GlobalFoundries, which aims to increase its production capacity by nearly 50 per cent in next three years to address the Covid-induced global chip shortage, sold nearly 55 million ordinary shares – representing about 10 per cent of its share capital – in the IPO.

“The IPO positions the company very well for future growth, further expansion and for us as a majority shareholder, this is a great step,” Mr Al Mubarak said.

“We are a committed investor in GlobalFoundries … we have done the heavy lifting over the years to get the company where it is today. Having said that, now I am looking at another 10 years of operations … we are very excited about the future,” he added.

Mr Al Mubarak said the fund expects to be a long-term shareholder in GlobalFoundries for the foreseeable future.

“Our objective is to grow our market share, improve our technology and continue to serve our customers in the most effective ways. We are committed to position it as a global organisation with an efficient and cost-effective supply chain to serve all our global customers.”

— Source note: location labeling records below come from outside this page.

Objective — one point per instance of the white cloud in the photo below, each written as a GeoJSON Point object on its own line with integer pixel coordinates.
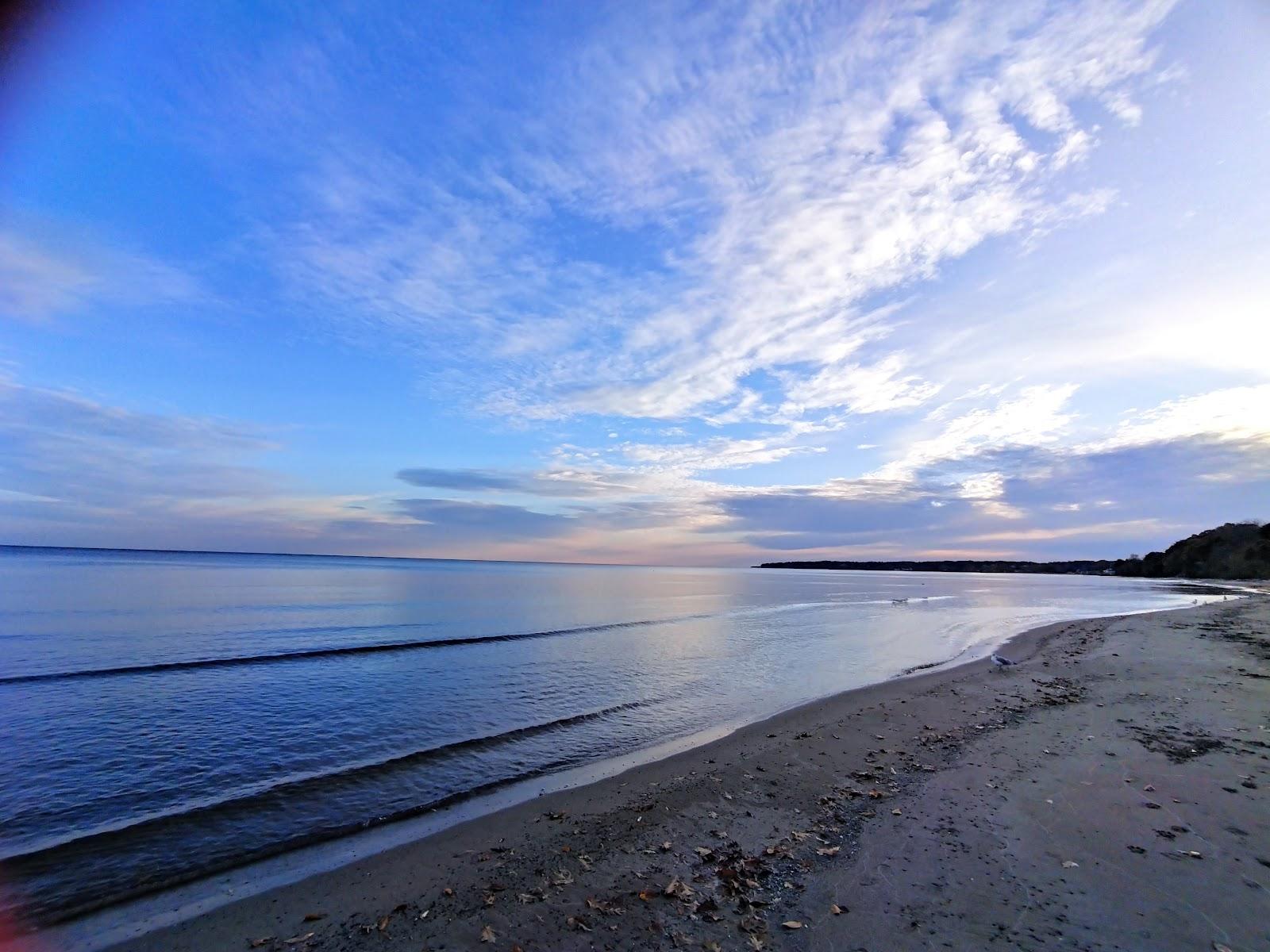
{"type": "Point", "coordinates": [1233, 414]}
{"type": "Point", "coordinates": [1037, 416]}
{"type": "Point", "coordinates": [791, 168]}
{"type": "Point", "coordinates": [42, 279]}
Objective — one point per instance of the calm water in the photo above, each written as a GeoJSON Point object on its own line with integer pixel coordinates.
{"type": "Point", "coordinates": [165, 715]}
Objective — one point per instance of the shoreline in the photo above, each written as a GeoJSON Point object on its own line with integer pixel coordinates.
{"type": "Point", "coordinates": [224, 914]}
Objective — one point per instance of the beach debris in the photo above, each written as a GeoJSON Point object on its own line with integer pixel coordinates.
{"type": "Point", "coordinates": [679, 889]}
{"type": "Point", "coordinates": [601, 905]}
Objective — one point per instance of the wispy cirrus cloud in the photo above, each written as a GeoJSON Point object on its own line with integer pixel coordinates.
{"type": "Point", "coordinates": [44, 279]}
{"type": "Point", "coordinates": [760, 175]}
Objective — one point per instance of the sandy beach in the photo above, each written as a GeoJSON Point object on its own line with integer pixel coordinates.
{"type": "Point", "coordinates": [1106, 793]}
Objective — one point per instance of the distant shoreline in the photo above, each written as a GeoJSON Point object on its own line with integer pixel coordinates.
{"type": "Point", "coordinates": [1080, 566]}
{"type": "Point", "coordinates": [806, 800]}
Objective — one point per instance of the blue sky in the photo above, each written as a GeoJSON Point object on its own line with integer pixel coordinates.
{"type": "Point", "coordinates": [639, 283]}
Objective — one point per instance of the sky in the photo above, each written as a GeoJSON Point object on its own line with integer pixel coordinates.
{"type": "Point", "coordinates": [653, 283]}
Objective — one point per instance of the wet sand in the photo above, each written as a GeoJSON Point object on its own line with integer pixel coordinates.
{"type": "Point", "coordinates": [1108, 793]}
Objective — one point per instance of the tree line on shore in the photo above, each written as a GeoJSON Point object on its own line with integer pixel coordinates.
{"type": "Point", "coordinates": [1237, 550]}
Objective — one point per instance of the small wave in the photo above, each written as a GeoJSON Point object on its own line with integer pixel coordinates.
{"type": "Point", "coordinates": [375, 647]}
{"type": "Point", "coordinates": [336, 651]}
{"type": "Point", "coordinates": [296, 784]}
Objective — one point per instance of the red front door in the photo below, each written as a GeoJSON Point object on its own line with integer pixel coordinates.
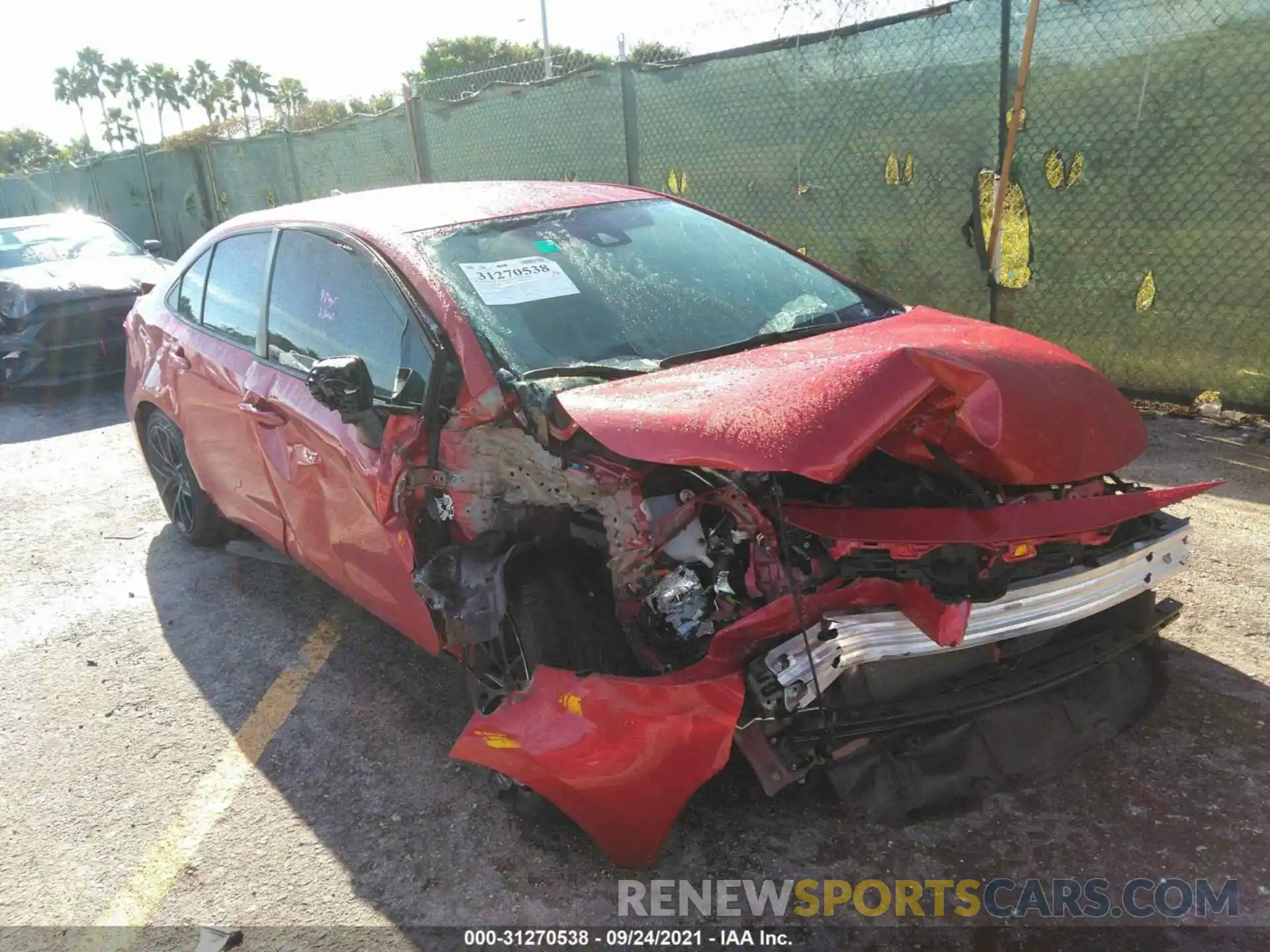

The 2009 acquisition by GlobalFoundries of Chartered Semiconductor – the third-largest foundry by revenue at the time – helped the company establish its manufacturing hub in Asia.

In October 2014, it acquired International Business Machines’ microelectronics division with manufacturing facilities in New York and Vermont, in a deal that added to its global footprint.

Currently, the company employs more than 15,000 people globally and serves more than 200 customers worldwide, including the US government.